The second printf where the conversion format does not match the actual type passed has undefined behavior, so the C Standard imposes no requirements and anything you observe is possible, including expected behavior, as you observe on 64-bit targets and different behavior as you want to analyse on your 32-bit target.

Here is a tentative explanation (assuming little endian and stack based ABI):

• on your 32-bit target, vararg arguments are passed on the stack, 32-bit aligned
• passing an unsigned long long uses 2 stack slots in little endian order
• passing an unsigned int uses a single slot
• on this target, unsigned long, expected by printf for %lx has 32 bits (as is the case on most targets), so it uses a single slot
• hence in this target, the first number is retrieved from the first slot and the value is the low 32-bits of the 64-bit value passed in little endian order
• the second number is retrieved from the second slot, where the most significant 32-bits have been stored by the caller.
• this explains the output: Seg: 22222222 11111111

Remember that undefined behavior is by definition not defined, so other side effects may happen and something completely different may be output, even on the same host with the same binary.

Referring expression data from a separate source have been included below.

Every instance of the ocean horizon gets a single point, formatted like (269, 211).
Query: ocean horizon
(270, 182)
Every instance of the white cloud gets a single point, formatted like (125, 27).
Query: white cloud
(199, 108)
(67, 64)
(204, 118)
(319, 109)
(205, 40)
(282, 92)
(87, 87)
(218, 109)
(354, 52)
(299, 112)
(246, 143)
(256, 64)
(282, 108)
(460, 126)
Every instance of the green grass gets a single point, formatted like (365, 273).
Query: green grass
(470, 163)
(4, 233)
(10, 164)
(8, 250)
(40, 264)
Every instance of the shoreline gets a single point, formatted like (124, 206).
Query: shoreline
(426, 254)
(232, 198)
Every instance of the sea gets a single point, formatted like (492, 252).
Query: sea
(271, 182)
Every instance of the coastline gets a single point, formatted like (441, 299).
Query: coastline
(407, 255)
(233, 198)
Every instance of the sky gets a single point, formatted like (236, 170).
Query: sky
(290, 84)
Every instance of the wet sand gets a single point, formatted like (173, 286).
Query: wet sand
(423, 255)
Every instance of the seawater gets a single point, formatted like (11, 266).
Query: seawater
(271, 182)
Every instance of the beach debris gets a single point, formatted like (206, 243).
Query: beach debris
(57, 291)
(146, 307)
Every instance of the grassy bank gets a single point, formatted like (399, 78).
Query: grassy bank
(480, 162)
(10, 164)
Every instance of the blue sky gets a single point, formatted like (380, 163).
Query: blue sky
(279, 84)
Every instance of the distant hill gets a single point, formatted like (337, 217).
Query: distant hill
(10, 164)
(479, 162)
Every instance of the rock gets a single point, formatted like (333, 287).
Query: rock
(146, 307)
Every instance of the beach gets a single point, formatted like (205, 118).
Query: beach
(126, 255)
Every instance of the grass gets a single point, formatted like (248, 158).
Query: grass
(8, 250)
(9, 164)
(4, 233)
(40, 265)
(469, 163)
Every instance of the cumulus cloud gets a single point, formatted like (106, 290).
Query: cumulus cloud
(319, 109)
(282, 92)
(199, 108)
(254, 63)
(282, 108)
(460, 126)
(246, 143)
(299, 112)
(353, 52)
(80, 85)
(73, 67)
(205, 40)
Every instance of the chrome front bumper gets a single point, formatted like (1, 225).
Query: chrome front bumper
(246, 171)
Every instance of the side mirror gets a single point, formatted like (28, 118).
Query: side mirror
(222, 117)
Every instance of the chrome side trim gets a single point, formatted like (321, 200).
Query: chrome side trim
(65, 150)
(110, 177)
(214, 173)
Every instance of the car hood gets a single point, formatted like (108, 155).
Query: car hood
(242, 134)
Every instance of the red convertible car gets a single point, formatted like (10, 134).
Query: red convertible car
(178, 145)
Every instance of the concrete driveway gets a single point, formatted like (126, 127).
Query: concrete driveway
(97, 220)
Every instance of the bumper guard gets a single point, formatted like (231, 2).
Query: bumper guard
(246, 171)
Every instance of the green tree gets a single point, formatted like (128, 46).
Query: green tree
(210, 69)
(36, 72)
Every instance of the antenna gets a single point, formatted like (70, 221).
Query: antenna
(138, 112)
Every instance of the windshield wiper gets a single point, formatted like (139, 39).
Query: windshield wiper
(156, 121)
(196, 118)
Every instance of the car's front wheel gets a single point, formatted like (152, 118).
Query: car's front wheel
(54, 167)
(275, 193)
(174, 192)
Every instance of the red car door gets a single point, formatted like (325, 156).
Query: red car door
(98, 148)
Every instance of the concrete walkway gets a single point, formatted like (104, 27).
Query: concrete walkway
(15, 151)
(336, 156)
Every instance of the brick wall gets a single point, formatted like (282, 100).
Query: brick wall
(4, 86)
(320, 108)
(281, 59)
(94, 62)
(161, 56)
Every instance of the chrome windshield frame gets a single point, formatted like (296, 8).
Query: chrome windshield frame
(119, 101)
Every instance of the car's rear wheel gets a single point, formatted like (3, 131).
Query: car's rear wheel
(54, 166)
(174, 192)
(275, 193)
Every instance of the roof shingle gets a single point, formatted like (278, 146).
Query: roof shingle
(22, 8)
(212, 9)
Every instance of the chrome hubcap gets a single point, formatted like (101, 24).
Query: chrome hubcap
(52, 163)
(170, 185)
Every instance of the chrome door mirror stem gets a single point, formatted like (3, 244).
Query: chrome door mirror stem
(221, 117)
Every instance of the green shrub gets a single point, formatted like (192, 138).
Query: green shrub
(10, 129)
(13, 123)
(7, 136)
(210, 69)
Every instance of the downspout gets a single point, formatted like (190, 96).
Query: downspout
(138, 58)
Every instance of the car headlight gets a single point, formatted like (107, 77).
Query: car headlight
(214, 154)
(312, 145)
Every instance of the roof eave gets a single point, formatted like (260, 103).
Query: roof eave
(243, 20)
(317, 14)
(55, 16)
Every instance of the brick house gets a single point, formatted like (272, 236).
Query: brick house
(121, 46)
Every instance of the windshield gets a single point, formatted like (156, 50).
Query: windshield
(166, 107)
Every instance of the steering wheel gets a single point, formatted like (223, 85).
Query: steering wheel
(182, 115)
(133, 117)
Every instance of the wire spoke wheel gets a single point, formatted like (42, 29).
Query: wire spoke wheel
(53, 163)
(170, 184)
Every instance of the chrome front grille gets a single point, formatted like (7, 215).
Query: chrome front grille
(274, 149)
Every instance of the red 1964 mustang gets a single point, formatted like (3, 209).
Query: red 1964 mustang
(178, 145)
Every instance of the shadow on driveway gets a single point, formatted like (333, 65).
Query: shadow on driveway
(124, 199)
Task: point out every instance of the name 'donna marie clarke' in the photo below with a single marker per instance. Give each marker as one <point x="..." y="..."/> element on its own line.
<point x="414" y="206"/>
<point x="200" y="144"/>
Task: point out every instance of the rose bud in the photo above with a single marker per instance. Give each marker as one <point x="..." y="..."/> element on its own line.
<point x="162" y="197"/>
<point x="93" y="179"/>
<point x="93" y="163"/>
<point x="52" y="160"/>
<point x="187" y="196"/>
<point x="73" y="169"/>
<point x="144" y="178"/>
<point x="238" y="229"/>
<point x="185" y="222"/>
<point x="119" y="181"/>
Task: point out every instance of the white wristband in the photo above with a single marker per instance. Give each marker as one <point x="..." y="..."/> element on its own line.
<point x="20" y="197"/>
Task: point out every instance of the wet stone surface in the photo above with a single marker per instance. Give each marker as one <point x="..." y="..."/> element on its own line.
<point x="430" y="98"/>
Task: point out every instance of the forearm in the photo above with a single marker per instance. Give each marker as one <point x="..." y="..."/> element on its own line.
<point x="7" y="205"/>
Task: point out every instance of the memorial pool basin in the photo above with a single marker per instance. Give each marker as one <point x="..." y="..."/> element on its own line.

As commented by @GlennWillen, in particular, you cannot count on the damage being limited to a particular line of code, or function, or file; and you cannot count on it being limited to consequences which would actually be possible in any straightforward interpretation of the code; and you cannot count on it being limited to things happening chronologically after the UB in many cases. If the code could execute UB when some condition is true, the compiler may act as though that condition is false everywhere and for all purposes, even if this is absurd or contradictory.

Here are some take-aways:

• always turn on extra warnings so this kind of bug is reported by the compiler (-Wall -Wextra or similar).
• fix the code to compile without any warnings (adding -Werror will force this) and think twice before using casts to silence a warning.
• use the formatting macros from <inttypes.h> for types defined in <stdint.h>

Answer 2

By passing the incorrect formatter, you lied to printf.

printf does not know the types or sizes of the arguments you actually pass to it; it just sees an undifferentiated sludge of bytes on the call stack (or in whatever registers). After the format string, it doesn't know where one argument stops and the next one starts. It only knows what to expect based on the format string.

In the incorrect printf call, you told it that the first argument was sizeof (unsigned long int) bytes, so it read that many bytes and did the appropriate conversion. Then it read the next sizeof (unsigned long int) bytes and converted that for the next output. It doesn't know it was reading two halves of a single object.